Quintanilha diz que notificação de Roriz será decidida no Conselho de Ética
GABRIELA GUERREIRO
da Folha Online, em Brasília
O senador Leomar Quintanilha (PMDB-TO) disse hoje que pretende reunir o Conselho de Ética do Senado para decidir quando vai notificar o senador Joaquim Roriz (PMDB-DF) sobre a abertura de processo por quebra de decoro parlamentar. A notificação é o prazo limite para Roriz renunciar ao cargo e evitar a perda do mandato.
Ao ser questionado por jornalistas se a reunião do conselho para a notificação não seria uma manobra protelatória favorável a Roriz --uma vez que como presidente do conselho tem a prerrogativa de encaminhar notificações individualmente-- Quintanilha voltou atrás. O senador disse que, se o regimento do Senado Federal permitir, poderá notificar Roriz sem o aval do conselho, apenas por uma correspondência.
"Se for prerrogativa do presidente do conselho, a presidência fará [a notificação]. Eu adotarei as providências dentro dos ditames do regimento", disse.
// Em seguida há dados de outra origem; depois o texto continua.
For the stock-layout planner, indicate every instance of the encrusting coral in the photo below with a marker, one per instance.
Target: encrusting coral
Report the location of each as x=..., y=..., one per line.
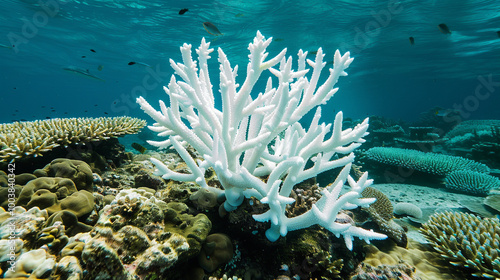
x=26, y=139
x=466, y=240
x=253, y=138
Apesar da dúvida de Quintanilha, o regimento do Senado prevê que o presidente do conselho encaminhe notificações aos investigados sem a necessidade de convocação de reunião.
O senador afirmou que ainda não recebeu o despacho da Mesa Diretora com a representação do PSOL contra Roriz. Quintanilha quer analisar o texto, além dos documentos apresentados pelo peemedebista, antes de decidir sobre a notificação do senador. Mas ressaltou que, se tiver a prerrogativa de notificá-lo, poderá fazê-lo ainda hoje.
"Procuraremos fazer o mais breve possível. Vou dar conhecimento da notificação e distribuir a relatoria para o caso', disse.
Atraso
Quintanilha reconheceu que o processo contra o peemedebista poderá ser analisado pelo Conselho de Ética somente depois do recesso parlamentar do Congresso em julho. Mas afirmou que, se for necessário, está disposto a conversar com os líderes partidários sobre a possibilidade de convocação do conselho no recesso. "Se vai entrar pelo recesso ou não, é preciso que os líderes definam."
A Mesa Diretora do Senado abriu hoje caminho para a abertura de processo por quebra de decoro parlamentar contra Roriz ao acatar a admissibilidade da representação do PSOL, que acusa Roriz de quebra de decoro. O senador foi flagrado em conversas telefônicas com o ex-presidente do BRB (Banco de Brasília) Tarcísio Franklin de Moura.
Na conversa, Roriz combina com Moura a partilha de R$ 2,2 milhões no escritório do empresário Nenê Constantino, presidente do Conselho de Administração da Gol. O senador nega as acusações de irregularidades na transação. Ele diz que pediu um empréstimo de R$ 300 mil a Nenê para comprar parte de uma bezerra Nelore. Como Nenê deu a ele um cheque de R$ 2,2 milhões, teria devolvido R$ 1,9 milhão ao empresário.